あのイレギュラーで現れた深層のドラゴンを倒した時以来の快挙だ。
普通に嬉しい。
“十万人おめ”
“久々の十万人”
“そりゃ超えるわなw w w”
“今来たんですけどなんですかこれ!?コラ画像ですか!?”
”初見です…この挽肉みたいなのなんですか…?“
”あ、あの……下層でモンスターが大群で出たって聞いてきたんですけどモンスターの大群どこですか…?”

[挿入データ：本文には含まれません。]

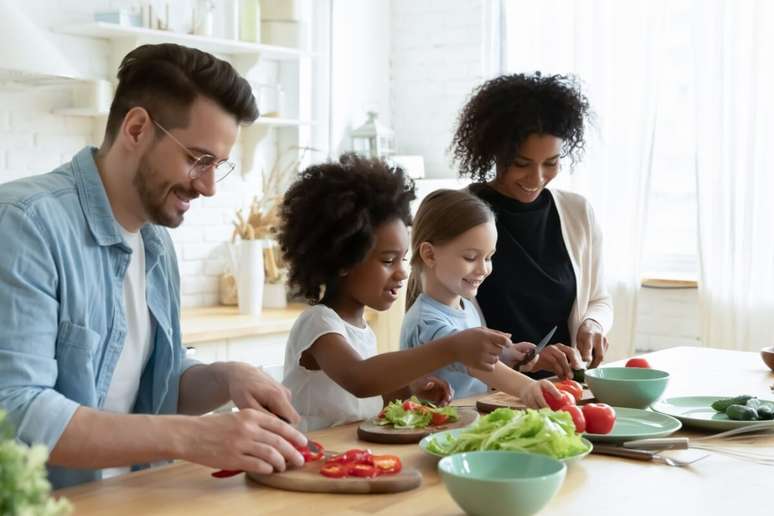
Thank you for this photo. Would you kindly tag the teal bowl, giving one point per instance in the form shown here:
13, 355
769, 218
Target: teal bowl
633, 387
494, 483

“んー?モンスターの大群なら神木が全部殲滅したよー?^^”
“まさかこの挽肉みたいになってるの全部モンスターですか…?”
“え、地面とか壁にこびりついてるの…モンスターの残骸ですか…?どんな戦い方したらこんな地獄を体現できるんですか…?”
“なんでこんなことしておいてこの人平然としているんですか?サイコパスですか?戦闘狂なんですか…?”
“この探索者の人やばい…”
”初見がドン引きしてるやんw w w”
“そりゃいきなりこんなの見せられたら引くやろw w w”
コメント欄に十万人突破お祝いコメントと共に「初見ドン引き」「地獄を体現して平然としているサイコパス」などと書き込まれる。
いや、サイコパスじゃないから。
ドン引きしないでください初見さん。
どうか帰らないで後少しだけ見ていって…
「というかこれ、イレギュラーだったんですかね…?」
十万人達成を喜びつつ、俺は疑問解消のために視聴者に意見を求める。
あんまり群れることのない下層のモンスターがここまで固まってやってきたというのは、やはりイレギュラーだったのだろうか。

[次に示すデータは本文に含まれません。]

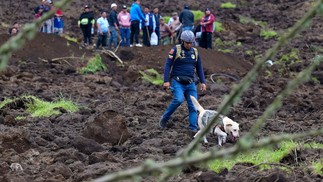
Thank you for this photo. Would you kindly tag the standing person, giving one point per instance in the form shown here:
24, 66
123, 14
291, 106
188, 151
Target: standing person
165, 32
114, 26
186, 17
179, 70
148, 26
157, 19
174, 25
207, 29
86, 22
136, 16
44, 8
58, 23
103, 30
124, 22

だとすると俺はイレギュラーのおかげで十万人を二回達成してしまったことになる。
…うーん。
配信者としては見どころが作れるし嬉しいことだが、イレギュラーってこんなに頻発するモノだったか?
普通に配信者じゃない探索者からしたらこうもイレギュラーが頻発するなんてたまったものじゃないだろうな。
これはなんとなくの勘だけど、桐谷の時やこの間のドラゴンの時とは違って、これはイレギュラーじゃない気がするんだよな。
なんというか…モンスターたちは何かを恐れるように、追われるようにこっちに逃げてきたような気がする。
イレギュラーで突然発生したわけではない気がするのだ。
“いや、もうイレギュラーとかそういうレベルの話じゃねーよw w w”
”マジでお前なんなんだw w w人間やめすぎだろw w w“
”発想がイカれてるんだよなぁ…全方位に対して超早く攻撃すれば回避の必要もないって……どんな思考したらそんなの思いつくんだ…?“
”というか、全方位攻撃やる前に普通にモンスターの大群相手に回避しながら戦えてたのなんでだよw w wあれもおかしいだろw w w“
”背中に目でもついているのか?w w w“
俺が一人で頭を悩ませる中、コメント欄は、もはやイレギュラーかどうかはどうでもいいらしく、俺の咄嗟に思いついた全方位攻撃について盛り上がっていた。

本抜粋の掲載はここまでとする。